Velocidade publicada é maior que média real

Vamos às contas: 4 Mbps corresponde a 4000 Kbps, ou 500 KB/s – segundo alguns medidores (1byte = 8bits, logo 500 KB/s é igual a 4000 Kbps ou 4 Mbps). Ao deixar de ler o termo que promete apenas 10% do rendimento do plano, o usuário se arrisca a assinar um plano que, em vez de fornecer uma velocidade de 500 KB/s, poderá fornecer uma velocidade de apenas 50KB/s (ou 400 Kbps). A concorrente carioca da Virtua oferece um plano similar, com a velocidade de 512 Kbps e com preço abaixo do cobrado pela Vírtua. O pulo do gato é que a Vírtua oferece na propaganda uma velocidade bem maior (quase 3500 Kbps a mais), a um preço semelhante, sem informar que essa seria a velocidade máxima ofertada. Após a mudança, cinco usuários consultados pela reportagem perceberam que pouca coisa mudou.

Em vista disso, o termo 8.2.1 é ainda mais direto ao jogar a responsabilidade para o usuário: “A operadora utilizará todos os meios, comercialmente viáveis, para atingir a velocidade contratada pelo assinante, nos padrões de mercado, vinte e quatro horas por dia, sete dias por semana”, diz o texto, deixando claro que, “contudo, o assinante entende e concorda que tais velocidades podem variar dependendo do equipamento (computador) por ele utilizado, tráfego de dados na INTERNET (se aplicável), além de outros fatores fora do controle da operadora”. No contrato padrão, não há a definição explícita acerca destes problemas técnicos, muito menos sobre o entendimento da NET em relação à expressão “outros fatores fora de controle da operadora”.

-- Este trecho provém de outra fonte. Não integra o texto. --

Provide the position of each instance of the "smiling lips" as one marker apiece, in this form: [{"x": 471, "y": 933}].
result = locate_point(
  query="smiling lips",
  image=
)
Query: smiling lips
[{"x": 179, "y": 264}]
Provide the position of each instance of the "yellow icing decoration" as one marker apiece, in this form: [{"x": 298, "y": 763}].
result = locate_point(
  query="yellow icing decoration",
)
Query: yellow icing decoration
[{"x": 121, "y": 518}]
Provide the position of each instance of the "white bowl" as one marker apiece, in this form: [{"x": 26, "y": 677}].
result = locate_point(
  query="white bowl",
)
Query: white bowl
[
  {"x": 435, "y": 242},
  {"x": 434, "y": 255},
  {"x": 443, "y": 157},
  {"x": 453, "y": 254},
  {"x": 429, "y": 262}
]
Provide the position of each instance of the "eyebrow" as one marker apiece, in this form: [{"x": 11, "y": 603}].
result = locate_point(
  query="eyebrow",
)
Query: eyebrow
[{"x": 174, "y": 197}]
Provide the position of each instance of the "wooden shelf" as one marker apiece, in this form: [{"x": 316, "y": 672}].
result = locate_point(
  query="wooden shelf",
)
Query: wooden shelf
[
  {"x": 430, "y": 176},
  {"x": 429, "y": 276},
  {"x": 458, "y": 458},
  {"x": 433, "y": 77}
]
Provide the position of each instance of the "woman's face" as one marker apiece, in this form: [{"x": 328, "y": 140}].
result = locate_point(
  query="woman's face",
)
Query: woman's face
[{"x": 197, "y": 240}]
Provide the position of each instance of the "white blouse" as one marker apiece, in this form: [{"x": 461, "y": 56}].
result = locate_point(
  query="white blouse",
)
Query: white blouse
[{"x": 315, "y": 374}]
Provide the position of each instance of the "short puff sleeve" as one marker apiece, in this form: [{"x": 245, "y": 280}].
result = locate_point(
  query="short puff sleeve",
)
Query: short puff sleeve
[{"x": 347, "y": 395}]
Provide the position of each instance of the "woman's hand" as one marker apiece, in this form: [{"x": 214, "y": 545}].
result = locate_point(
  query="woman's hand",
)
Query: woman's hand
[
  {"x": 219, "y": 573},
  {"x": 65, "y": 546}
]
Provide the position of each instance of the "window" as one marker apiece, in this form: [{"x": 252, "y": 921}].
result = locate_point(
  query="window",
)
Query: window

O estudante de 22 anos Jairo Pereira (nome fictício), um dos insatisfeitos, disse à redação que apenas quando reclamou junto à empresa obteve algo próximo do prometido (a velocidade é controlada diretamente pelos técnicos) – e mesmo assim não atingiu uma velocidade razoável. “Se não tivesse reclamado, eles não teriam enviado mais velocidade”, desconfia.

A NET, ouvida pela reportagem, garantiu que qualquer usuário de seus serviços tem assegurado pelo menos 75% da velocidade prometida na propaganda. Perguntados sobre o termo contratual 8.1, que garante apenas 10% do prometido, a NET informou que não trabalha com esse número. Explicou ainda que a expressão “outros fatores fora de controle da operadora” diz respeito, por exemplo, a sites que não permitem downloads maiores do que a velocidade oferecida pela NET, ou a páginas inacessíveis, cuja origem do problema está em um servidor alheio à competência da NET.